Lucene is not a database; it is a library that you can use to add full-text search functionality to applications. It is used in many search engine databases, the most popular are Solr and Elasticsearch.

We use these search engines when we build public and enterprise search applications, and it can be used as a backend to NLP (Natural Language Processing) based analytics, or ML (machine learning) based pipelines.

What is Elasticsearch

Elasticsearch is an open source horizontally scalable search engine that is built on top of Apache Lucene, it extends the Lucene full-text search functionalities, to provide a database solution for scalable indexing, searching, sorting, and analysis of data, whether it is structured, semi-structured or unstructured datasets.

It's built using java, and it uses RESTful API over HTTP to send and receive data in JSON format with clients. And beyond searching, Elasticsearch provides very extensive aggregation features that allow the aggregation over documents data.

While it supports schema definition, Elasticsearch allows the adding of data to the indexes without prior definition of its data structure, so we can consider it a schema-less database.

Elasticsearch and CAP Theorem

From the CAP theorem perspective, Elasticsearch can be classified as AP (Availability + Partition tolerance).

Which means in distributed mode, and for the availability side, it runs with no single point of failure. And for partition tolerance side, all the nodes of the cluster are equal in the role and can handle read/write at any time. So, if any one of the partitioned nodes fails, then joined back to the cluster after some time, it is able to recover the missed data to the current state.

elasticsearch does not give up on "Consistency" either. If it gives up on consistency then there will not be any document versioning and no index recovery.

So, Elasticsearch supports replications, fail-over, and eventual consistency and uses sharding as its partitioning strategy.(more on shards below).

Elastic Stack

Elasticsearch can run along side with other products from elastic-stack to provide wide range of capabilities and features , such as Kibana for data visualization and querying, Logstash for data transformations and loading, and many more others from Elasticsearch main website

2. Terminology

let us look at basics, but essential terms and definitions related to Elasticsearch

Index

it is the basic unit storage of Elasticsearch, it is akin to a database table. All write/read operations are done against an index. An index is identified by its unique name in Elasticsearch cluster.

Because Elasticsearch is a schema-less database, it is possible to start writing documents to non-existing indexes, and Elasticsearch will automatically create and define the index mapping for you, based on the document you submitted.

Elasticsearch indexes resolve to Lucene indexes on disk.

There is a tricky point about using an index as a verb or as a noun in Elasticsearch, that is worth mentioning:

index as a noun: simply means the data structure of our documents like we just described above.
index as a verb: it means the process of writing a document to an index (indexing).

Type

a deprecated concept that can be found in some resources, but it does not hold anymore, starting from version 6 and removed in version 7 and 8 currently. before version 6: an index can hold a collection of types, while a type was a collection of documents; we can think of it in compare to relational databases as: the index is a database schema, while a type was a table. In other words: an index holds types of documents.

Mapping

we can distinguish of mapping between as a noun or as a verb as follows:

mapping as a noun: it is the description of schema definition for an index, think of it like DDL (Data Definition Language) or data definition for an index.

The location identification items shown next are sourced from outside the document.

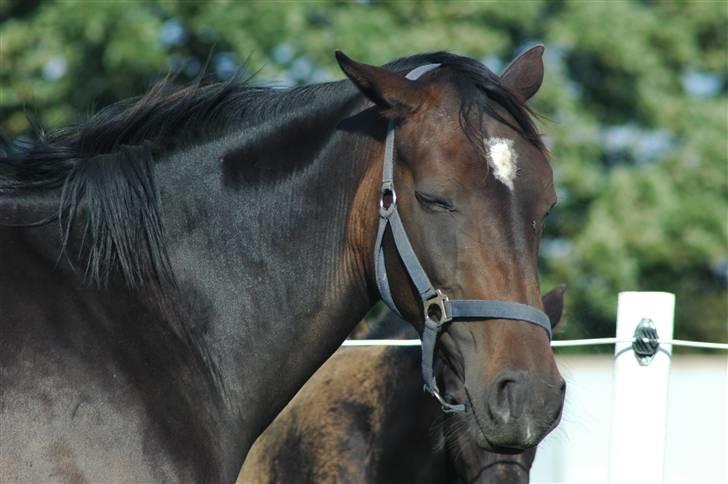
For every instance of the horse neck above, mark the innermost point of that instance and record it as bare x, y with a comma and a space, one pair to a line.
272, 264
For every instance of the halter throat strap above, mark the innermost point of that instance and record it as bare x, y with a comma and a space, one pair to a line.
438, 310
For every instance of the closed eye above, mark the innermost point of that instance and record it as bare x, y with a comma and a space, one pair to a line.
434, 203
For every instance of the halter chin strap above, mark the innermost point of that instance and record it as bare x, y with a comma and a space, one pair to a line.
438, 309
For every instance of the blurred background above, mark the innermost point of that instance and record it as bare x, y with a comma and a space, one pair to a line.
634, 105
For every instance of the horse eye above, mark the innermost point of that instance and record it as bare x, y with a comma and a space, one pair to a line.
433, 202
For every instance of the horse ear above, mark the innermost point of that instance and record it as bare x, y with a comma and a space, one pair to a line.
394, 94
525, 74
553, 304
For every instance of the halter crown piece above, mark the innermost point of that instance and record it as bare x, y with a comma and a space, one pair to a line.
438, 309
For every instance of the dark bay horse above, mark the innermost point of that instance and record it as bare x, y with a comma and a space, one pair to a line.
175, 268
364, 418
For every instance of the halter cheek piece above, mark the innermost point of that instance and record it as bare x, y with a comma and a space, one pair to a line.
438, 309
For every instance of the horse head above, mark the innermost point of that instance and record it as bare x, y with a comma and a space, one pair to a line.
471, 186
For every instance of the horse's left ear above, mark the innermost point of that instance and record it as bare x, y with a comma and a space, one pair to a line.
393, 94
553, 304
525, 74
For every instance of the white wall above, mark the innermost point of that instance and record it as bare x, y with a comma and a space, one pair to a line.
696, 450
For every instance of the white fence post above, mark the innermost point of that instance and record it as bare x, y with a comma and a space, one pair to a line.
640, 392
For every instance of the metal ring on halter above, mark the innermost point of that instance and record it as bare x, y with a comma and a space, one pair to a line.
445, 406
387, 189
437, 301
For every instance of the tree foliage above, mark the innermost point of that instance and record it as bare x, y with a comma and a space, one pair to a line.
635, 109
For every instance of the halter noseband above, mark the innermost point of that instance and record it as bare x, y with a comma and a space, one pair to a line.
438, 309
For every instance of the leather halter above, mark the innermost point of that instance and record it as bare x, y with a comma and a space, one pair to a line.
438, 309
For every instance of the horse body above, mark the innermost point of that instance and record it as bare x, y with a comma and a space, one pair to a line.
215, 247
151, 374
363, 417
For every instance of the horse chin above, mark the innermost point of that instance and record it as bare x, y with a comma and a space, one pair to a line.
507, 440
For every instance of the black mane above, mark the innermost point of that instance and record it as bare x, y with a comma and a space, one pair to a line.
107, 162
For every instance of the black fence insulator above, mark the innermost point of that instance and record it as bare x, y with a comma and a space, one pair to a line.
646, 342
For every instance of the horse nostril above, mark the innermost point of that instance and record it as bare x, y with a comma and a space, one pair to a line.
505, 401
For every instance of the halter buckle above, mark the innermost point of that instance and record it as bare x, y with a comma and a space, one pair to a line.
385, 210
435, 308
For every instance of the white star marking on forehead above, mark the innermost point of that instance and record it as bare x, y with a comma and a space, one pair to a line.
503, 159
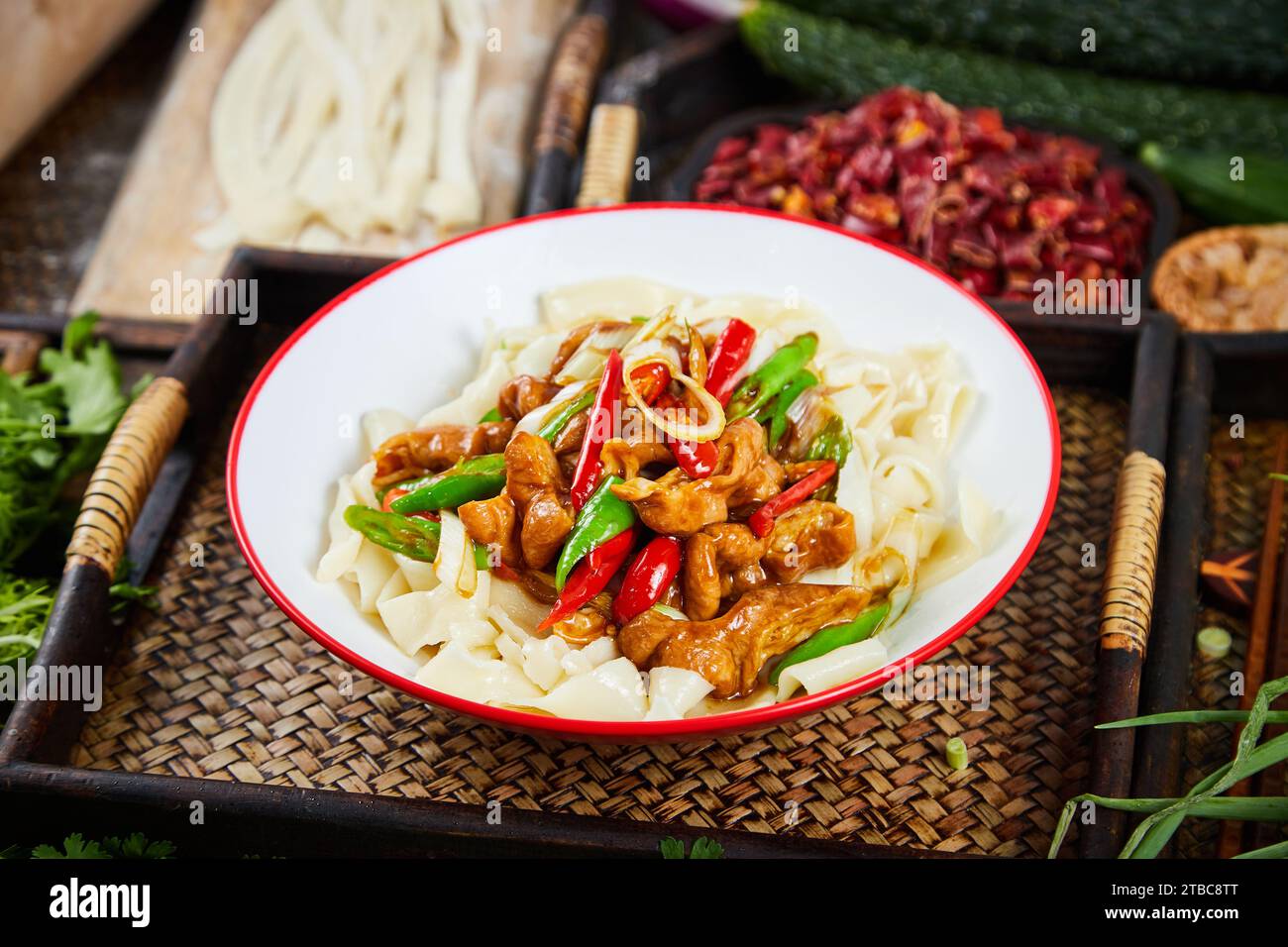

mapping as a verb: is the art of defining an index structure before documents get indexed (inserted) to it.

Mapping is not required to begin writing a document as we will see later in the second part of this article. but it is common practice doing so, and in some cases, it is recommended for better performance.

Documents

documents simply are your data in JSON format, It is the same concept as other document-related databases because Elasticsearch is a document store itself.

So, documents are stored and retrieved as JSON objects, that consist of key-value pairs, in which the key is the name of a field, and the value is the content of that field.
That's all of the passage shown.